2,4-Dinitroanisole
- Names: Preferred IUPAC name 1-Methoxy-2,4-dinitrobenzene

Identifiers
- CAS Number: 119-27-7;
- 3D model (JSmol): Interactive image;
- Abbreviations: DNAN
- ChEBI: CHEBI:84559;
- ChemSpider: 8080;
- ECHA InfoCard: 100.003.919
- EC Number: 204-310-9;
- PubChem CID: 8385;
- UNII: 1L0OD70295;
- CompTox Dashboard (EPA): DTXSID9041366 ;

Properties
- Chemical formula: C_{7}H_{6}N_{2}O_{5}
- Molar mass: 198.134 g·mol^{−1}
- Appearance: pale yellow granular crystals or needles
- Density: 1.336 g/cm^{3}
- Melting point: 94.5 °C
- Solubility in water: very slightly soluble
- Hazards: GHS labelling:
- Pictograms: GHS02: Flammable GHS07: Exclamation mark GHS08: Health hazard
- Signal word: Warning
- Hazard statements: H223, H302, H351
- Precautionary statements: P201, P202, P264, P270, P281, P301+P312, P308+P313, P330, P405, P501

= 2,4-Dinitroanisole =

2,4-Dinitroanisole (DNAN) is a low sensitivity explosive organic compound. It has an anisole (methoxybenzene) core, with two nitro groups (–NO_{2}) attached.

It is not explosive itself unless it is mixed with other explosive chemicals in certain ratios. It has 90% of the explosive power of TNT, is less dense, and has a higher melting point.

==Properties==
2,4-Dinitroanisole crystallises in the monoclinic form. The unit cell has these sizes and angles: a=8.772 Å b=12.645 Å c=15.429 Å 81.89°, cell volume is V=1694 Å^{3}, There are eight molecules in each unit cell, with four positions symmetric. The two asymmetric positions have the molecule bent in different ways. The methyl group can be rotated either at 5° or 13° out of the plane of the benzene ring. The ortho nitro group is rotated at 3° or 35°. The para nitro group is close to parallel with the ring plane.

The specific heat of solid 2,4-dinitroanisole is given by C_{p} (Jmol^{−1}K^{−1}) = 0.3153 + 0.00265T (T in K). At 298.15 K. it is 219.02 Jmol^{−1}K^{−1} The melting enthalpy is 20.2 kJmol^{−1} and solidification heat is 19.7 kJmol^{−1}. These can differ so much as the liquid can be supercooled 22.8 °C. The initial decomposition temperature is 295 °C, and the explosion temperature is 312 °C. On explosion the adiabatic temperature rise is 4923 °C. Ignition temperature is 347 °C.

==Reactions==
2,4-Dinitroanisole reacts without heat with a potassium cyanide solution to form a red coloured product via the isopurpuric acid reaction.
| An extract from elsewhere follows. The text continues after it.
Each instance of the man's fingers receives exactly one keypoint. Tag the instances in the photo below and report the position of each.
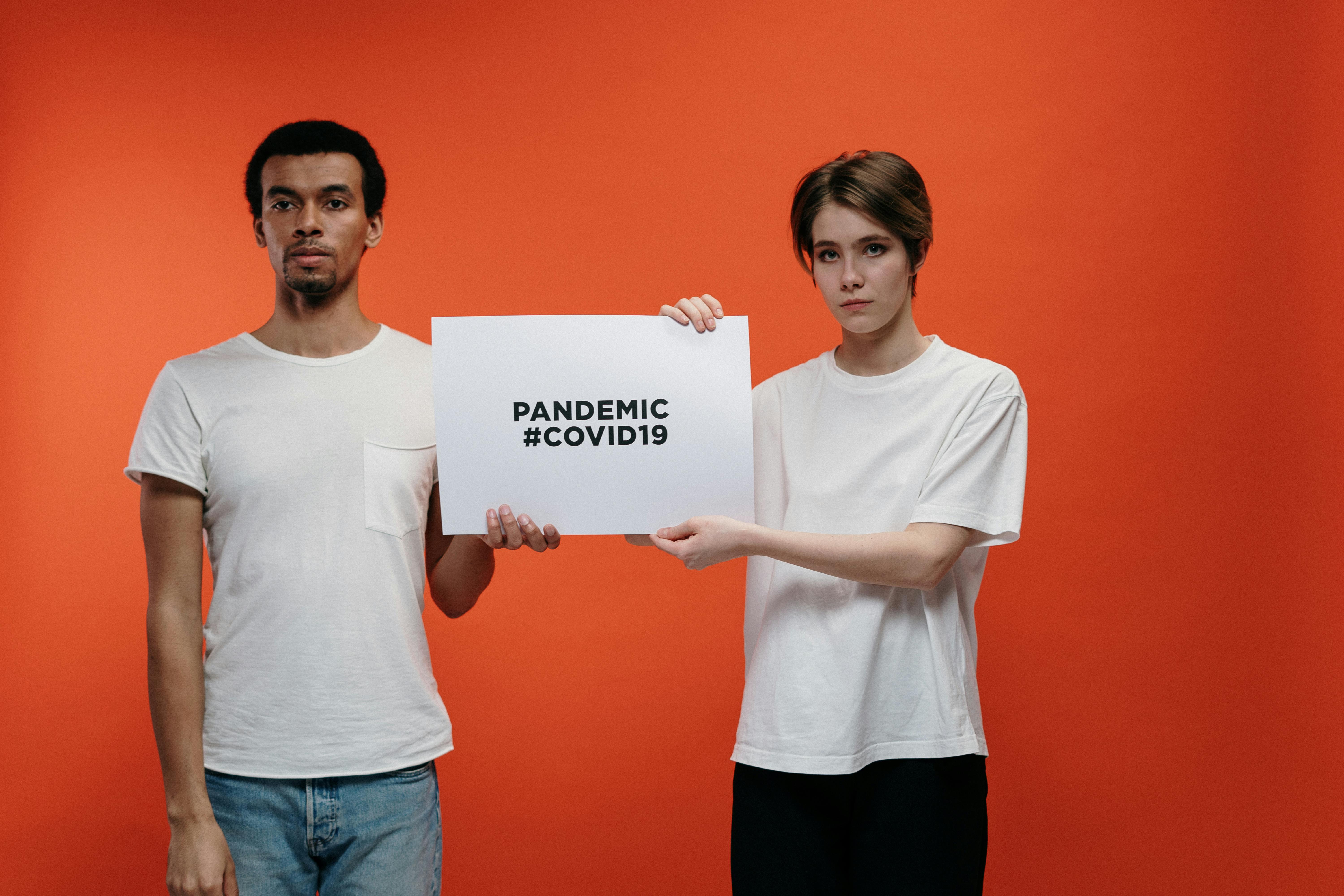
(667, 311)
(494, 535)
(513, 535)
(534, 536)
In this cyanide is added in the meta position, and the ortho nitro group is reduced to -NHOH.

In alkaline conditions DNAN can be attacked at the methoxy position with nucleophiles to form Meisenheimer complexes. In these the ring develops a negative charge and another group is attached at the methoxy attachment point. So for example, sodium methoxide can produce the 6,6-dimethoxy-1,3-dinitro-1,3-cyclohexadiene anion.

When heated under pressure with water and ammonia DNAN is converted to 2,4-dinitroaniline.
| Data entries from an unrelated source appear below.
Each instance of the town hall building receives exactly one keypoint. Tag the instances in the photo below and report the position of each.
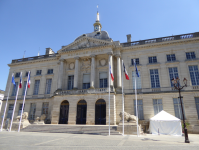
(71, 85)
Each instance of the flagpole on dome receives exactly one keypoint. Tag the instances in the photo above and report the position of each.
(7, 102)
(27, 83)
(136, 94)
(15, 103)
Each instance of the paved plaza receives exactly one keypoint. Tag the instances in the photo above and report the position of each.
(51, 141)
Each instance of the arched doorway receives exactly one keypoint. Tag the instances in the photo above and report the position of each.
(100, 112)
(81, 112)
(64, 109)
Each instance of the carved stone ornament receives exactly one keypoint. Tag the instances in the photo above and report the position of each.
(71, 66)
(86, 64)
(103, 62)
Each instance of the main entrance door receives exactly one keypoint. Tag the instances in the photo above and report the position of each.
(100, 112)
(81, 112)
(64, 108)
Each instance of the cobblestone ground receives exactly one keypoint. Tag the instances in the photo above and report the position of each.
(60, 141)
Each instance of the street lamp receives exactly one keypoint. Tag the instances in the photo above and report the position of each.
(176, 84)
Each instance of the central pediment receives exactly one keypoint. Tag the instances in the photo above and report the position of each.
(85, 42)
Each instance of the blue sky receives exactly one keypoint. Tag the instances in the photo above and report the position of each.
(30, 25)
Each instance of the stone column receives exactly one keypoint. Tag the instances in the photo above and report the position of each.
(118, 71)
(92, 81)
(60, 74)
(76, 73)
(110, 54)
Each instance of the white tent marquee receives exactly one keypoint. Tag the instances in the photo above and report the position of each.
(166, 124)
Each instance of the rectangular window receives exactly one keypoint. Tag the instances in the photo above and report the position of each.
(48, 85)
(152, 59)
(17, 75)
(173, 73)
(139, 108)
(70, 82)
(103, 79)
(155, 83)
(197, 105)
(45, 108)
(10, 109)
(138, 80)
(20, 109)
(194, 74)
(32, 111)
(86, 81)
(177, 108)
(50, 71)
(36, 88)
(24, 88)
(171, 57)
(14, 91)
(190, 55)
(38, 72)
(136, 61)
(157, 105)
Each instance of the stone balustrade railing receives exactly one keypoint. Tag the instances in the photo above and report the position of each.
(161, 39)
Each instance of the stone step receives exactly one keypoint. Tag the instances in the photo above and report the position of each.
(74, 129)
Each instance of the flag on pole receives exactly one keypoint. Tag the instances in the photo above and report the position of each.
(112, 78)
(125, 72)
(136, 69)
(29, 79)
(20, 84)
(13, 80)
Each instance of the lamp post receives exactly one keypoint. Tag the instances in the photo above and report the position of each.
(176, 84)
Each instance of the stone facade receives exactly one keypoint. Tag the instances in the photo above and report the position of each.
(91, 55)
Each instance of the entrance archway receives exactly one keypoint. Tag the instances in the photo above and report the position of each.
(64, 109)
(100, 112)
(81, 112)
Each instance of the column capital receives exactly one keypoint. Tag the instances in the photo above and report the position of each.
(76, 58)
(118, 55)
(110, 53)
(92, 55)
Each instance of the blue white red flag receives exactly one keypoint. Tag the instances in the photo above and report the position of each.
(125, 72)
(112, 78)
(29, 80)
(13, 80)
(20, 83)
(137, 73)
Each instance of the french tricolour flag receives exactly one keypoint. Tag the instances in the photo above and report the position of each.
(126, 73)
(29, 79)
(112, 78)
(20, 84)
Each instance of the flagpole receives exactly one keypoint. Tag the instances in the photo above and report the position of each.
(109, 95)
(23, 102)
(122, 101)
(14, 105)
(6, 104)
(136, 97)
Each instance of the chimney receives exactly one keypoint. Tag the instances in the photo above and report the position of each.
(49, 51)
(128, 38)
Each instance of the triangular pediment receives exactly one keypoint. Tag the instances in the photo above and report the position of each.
(85, 42)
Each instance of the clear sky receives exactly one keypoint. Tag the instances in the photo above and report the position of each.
(30, 25)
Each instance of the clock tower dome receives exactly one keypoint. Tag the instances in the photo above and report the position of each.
(97, 25)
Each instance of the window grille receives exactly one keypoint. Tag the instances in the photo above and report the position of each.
(36, 88)
(194, 74)
(139, 108)
(48, 85)
(155, 83)
(70, 82)
(157, 104)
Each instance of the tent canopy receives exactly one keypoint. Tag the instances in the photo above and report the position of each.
(164, 116)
With iron and acetic acid DNAN nitro groups can be reduced to amines forming 2,4-diaminoanisole.

==Formation==
2,4-Dinitroanisole can be formed from p-nitroanisole or o-nitroanisole nitration. Also it can be formed from 1-chloro-2,4-dinitrobenzene by treatment with sodium methoxide (sodium in methanol) or sodium hydroxide with methanol.

Over a period of days, alkalies will hydrolyse the ether bond to form 2,4-dinitrophenol.

==Use==
2,4-Dinitroanisole is used as an explosive replacing TNT. It is used in explosive mixtures such as IMX-101, IMX-104, PAX-48, PAX-21 and PAX-41 in the spider grenade. It can be melted and cast more safely. It has also been used as a dye ingredient and insecticide.

==Environment==
When mixed with soil, 2,4-dinitroanisole is modified by bacteria through the path 2-nitroso-4-nitroanisole, 2-hydroxyamino-4-nitroanisole to 2-amino-4-nitroanisole. This takes place on a time scale of a few weeks. In the human body it is converted to 2,4-dinitrophenol. It was reported in 2014 that a Nocardia sp. bacterium was able to mineralize 2, 4-dinitroanisole as a sole carbon source, via well-established 2,4-dinitrophenol pathway.